Trump Announces New Tariffs on Mexico, Canada and China

President Donald Trump announced extraordinary new tariffs on Mexico, Canada and China — signing the long-promised economic policy at his Mar-a-Lago club on Saturday. The Trump administration said tariffs are aimed at curbing the flow of drugs and undocumented immigrants into America, but they risk potentially substantial price increases for American consumers across a wide array of common goods.
The new policy represents a reversal of virtually duty-free trade between the three North American nations that’s existed for several years – and an expansion of a frosty trade war between China and the United States that has escalated over the course of the past two administrations.

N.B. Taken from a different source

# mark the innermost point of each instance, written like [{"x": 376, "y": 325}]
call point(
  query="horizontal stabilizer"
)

As Trump has repeatedly promised over the past several months, the tariffs will amount to a 25% duty on all imports from Mexico and most goods from Canada and a 10% tariff on Chinese goods imported into the United States. Although Trump administration officials said Saturday the tariffs were designed to stop the flow of fentanyl and undocumented immigrants, they gave no specific benchmark for the new import taxes to be lifted – other than the cessation of the drugs and undocumented immigrants coming into the country.
Notably, the tariffs included an important carve-out – the tariff on Canadian energy products will be 10%. Many Americans rely on Canadian energy products, including oil, for gasoline and home heating. The cost of those items could rise when the tariffs are put in place.
Saturday’s tariffs amount to a starting gun on what could escalate into a global trade war, with the potential for higher costs, disrupted supply chains and the loss of jobs. Even Trump acknowledged the potential for adverse consequences on American consumers.
“There could be some temporary, short-term disruption, and people will understand that,” Trump said Friday when pressed by reporters on the cost of tariffs being passed on to importers, and, by extension, consumers. “But the tariffs are going to make us very rich and very strong — and we’re going to treat other countries very fairly.”
Tariffs are one of the few policies Trump has consistently supported for decades, a rare through-line from his days as a New York developer to his time in public office (another is immigration). As a candidate, he swore he’d use tariffs — “the most beautiful word in the dictionary” — to wield US leverage abroad.